La distribution est d’excellente tenue. Aucune star à l’horizon, mais peut-être une vedette en devenir : Key’mon Murrah est un contre-ténor à suivre. L’Américain a surtout pour lui un timbre moelleux, vibrant et chaud, homogène sur un long ambitus. Un parfum de Leontyne Price, mais barbue. Fauve superbe et blessé, Franco Fagioli chantait Arbace avec l’emphase expressive et technique qui ont fait son succès, livrant un « Vo’ solcando » d’anthologie. Doté de moyens aussi impressionnants, le nouveau venu n’a pas encore une personnalité musicale et une virtuosité aussi affirmées (les trilles) ; reste qu’on apprécie son héros plus candide et son chant moins anguleux, qui font merveille dans « L’onda dal mar divisa » ou « Mi scacci sdegnato ». Parions que Key’mon Murrah a une belle carrière devant lui : Christophe Rousset l’a pris sous son aile pour des débuts français (à Toulouse, en avril dernier) puis un récital à Evian.

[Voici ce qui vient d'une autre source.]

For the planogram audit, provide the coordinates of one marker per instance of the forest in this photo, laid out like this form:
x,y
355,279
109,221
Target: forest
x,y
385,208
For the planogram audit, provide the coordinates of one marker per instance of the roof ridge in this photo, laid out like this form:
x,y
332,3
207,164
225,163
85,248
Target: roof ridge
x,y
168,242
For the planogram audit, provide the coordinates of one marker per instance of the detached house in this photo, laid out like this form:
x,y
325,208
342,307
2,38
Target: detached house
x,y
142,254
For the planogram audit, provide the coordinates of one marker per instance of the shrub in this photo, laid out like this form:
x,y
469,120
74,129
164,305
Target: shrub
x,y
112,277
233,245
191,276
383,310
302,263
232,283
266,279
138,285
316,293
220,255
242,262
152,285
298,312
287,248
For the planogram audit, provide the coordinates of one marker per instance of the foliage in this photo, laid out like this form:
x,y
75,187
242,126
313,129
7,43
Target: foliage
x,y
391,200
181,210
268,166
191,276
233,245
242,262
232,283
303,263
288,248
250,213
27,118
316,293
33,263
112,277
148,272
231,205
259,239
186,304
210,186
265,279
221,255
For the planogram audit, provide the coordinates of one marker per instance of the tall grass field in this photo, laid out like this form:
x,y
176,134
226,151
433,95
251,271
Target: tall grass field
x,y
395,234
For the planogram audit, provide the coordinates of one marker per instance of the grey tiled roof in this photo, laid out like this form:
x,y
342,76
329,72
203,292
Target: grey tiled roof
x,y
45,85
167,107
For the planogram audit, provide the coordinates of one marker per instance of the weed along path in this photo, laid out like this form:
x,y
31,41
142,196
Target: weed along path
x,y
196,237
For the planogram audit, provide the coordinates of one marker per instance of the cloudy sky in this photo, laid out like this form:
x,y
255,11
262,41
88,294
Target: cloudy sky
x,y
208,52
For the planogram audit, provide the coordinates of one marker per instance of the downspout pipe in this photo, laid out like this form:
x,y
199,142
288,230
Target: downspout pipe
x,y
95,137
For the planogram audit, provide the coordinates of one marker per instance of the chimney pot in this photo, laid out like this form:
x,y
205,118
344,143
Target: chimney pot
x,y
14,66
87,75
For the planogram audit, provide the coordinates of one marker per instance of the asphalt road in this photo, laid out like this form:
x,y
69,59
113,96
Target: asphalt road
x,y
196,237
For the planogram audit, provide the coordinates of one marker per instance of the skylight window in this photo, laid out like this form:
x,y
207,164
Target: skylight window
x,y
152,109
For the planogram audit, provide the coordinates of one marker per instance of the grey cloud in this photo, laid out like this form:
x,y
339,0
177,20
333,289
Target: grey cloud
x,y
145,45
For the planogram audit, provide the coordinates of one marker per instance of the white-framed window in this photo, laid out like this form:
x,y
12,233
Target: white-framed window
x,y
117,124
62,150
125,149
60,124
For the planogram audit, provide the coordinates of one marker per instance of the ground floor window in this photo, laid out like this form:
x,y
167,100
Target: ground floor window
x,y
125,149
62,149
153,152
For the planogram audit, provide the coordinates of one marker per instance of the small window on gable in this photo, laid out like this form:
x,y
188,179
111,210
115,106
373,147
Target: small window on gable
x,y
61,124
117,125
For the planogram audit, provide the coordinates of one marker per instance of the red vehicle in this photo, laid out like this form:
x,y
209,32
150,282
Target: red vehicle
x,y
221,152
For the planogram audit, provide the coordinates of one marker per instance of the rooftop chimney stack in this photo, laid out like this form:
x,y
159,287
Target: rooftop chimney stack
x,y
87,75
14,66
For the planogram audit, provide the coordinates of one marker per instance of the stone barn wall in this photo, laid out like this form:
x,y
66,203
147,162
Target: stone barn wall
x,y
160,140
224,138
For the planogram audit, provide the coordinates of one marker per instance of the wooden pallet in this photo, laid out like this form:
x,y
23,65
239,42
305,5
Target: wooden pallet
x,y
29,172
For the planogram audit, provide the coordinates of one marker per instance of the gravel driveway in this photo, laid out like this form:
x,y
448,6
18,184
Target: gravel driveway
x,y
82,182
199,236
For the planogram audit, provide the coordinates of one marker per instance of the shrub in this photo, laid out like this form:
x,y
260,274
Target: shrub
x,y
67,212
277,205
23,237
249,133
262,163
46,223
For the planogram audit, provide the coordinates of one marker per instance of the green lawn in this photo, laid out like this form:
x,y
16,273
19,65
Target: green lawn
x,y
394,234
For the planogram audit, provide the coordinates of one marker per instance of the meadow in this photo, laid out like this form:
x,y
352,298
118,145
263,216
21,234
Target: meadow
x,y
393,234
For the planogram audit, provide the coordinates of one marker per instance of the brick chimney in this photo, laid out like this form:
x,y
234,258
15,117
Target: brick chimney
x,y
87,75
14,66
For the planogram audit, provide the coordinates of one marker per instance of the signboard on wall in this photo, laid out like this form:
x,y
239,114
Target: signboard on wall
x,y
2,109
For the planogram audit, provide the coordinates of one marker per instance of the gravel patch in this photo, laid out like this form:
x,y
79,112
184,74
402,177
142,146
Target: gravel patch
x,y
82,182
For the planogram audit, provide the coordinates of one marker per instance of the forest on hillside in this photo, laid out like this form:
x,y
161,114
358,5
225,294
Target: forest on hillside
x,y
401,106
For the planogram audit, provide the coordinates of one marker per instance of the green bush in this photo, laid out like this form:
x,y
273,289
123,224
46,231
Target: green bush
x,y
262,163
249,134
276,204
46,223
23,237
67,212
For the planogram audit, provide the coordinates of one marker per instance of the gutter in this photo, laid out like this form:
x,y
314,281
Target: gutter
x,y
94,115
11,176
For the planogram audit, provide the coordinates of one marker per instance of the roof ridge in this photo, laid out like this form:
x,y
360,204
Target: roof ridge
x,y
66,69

Même si la prima donna Mandane fut créée par le castrat Farfallino, spécialisé dans cet emploi, on apprécie d’entendre ici une femme. Emily Fons apporte une couleur féminine bienvenue à la distribution, d’un mezzo clair et vif qui tranche avec l’intense incarnation de Cenčić, dont les teintes sombres et les aigus tirés hystérisaient le rôle. Le soprano naturel d’Elijah McCormack donne vie à Semira (délicieux « Non è ver che sia contento »), surclassant sans mal Valer Sabadus.
Entre aigus fragiles et graves fermes, la ligne parfois malaisée, Kangmin Justin Kim est un Artaserse tout en contraste à la présence indéniable. Les qualités et limites restituent assez bien les tiraillements du roi, avec un surcroît d’autorité par rapport à Jaroussky, dont le chant était en revanche plus délié. Le ténor Eric Ferring affronte la tessiture souvent grave et les vocalises du redoutable Artabano avec l’aplomb nécessaire, sans rien céder à Daniel Behle. Ryan Belongie complète efficacement la distribution, sans néanmoins faire oublier le tranchant de Yuriy Minenko.
Plus de 12 ans après la première gravure, cet Artaserse vient confirmer l’excellente qualité de l’œuvre, et, avec des atouts et faiblesses différents, jette un nouvel éclairage bienvenu sur son interprétation. Et donne envie de réécouter les beaux Catone in Utica et Gismondo.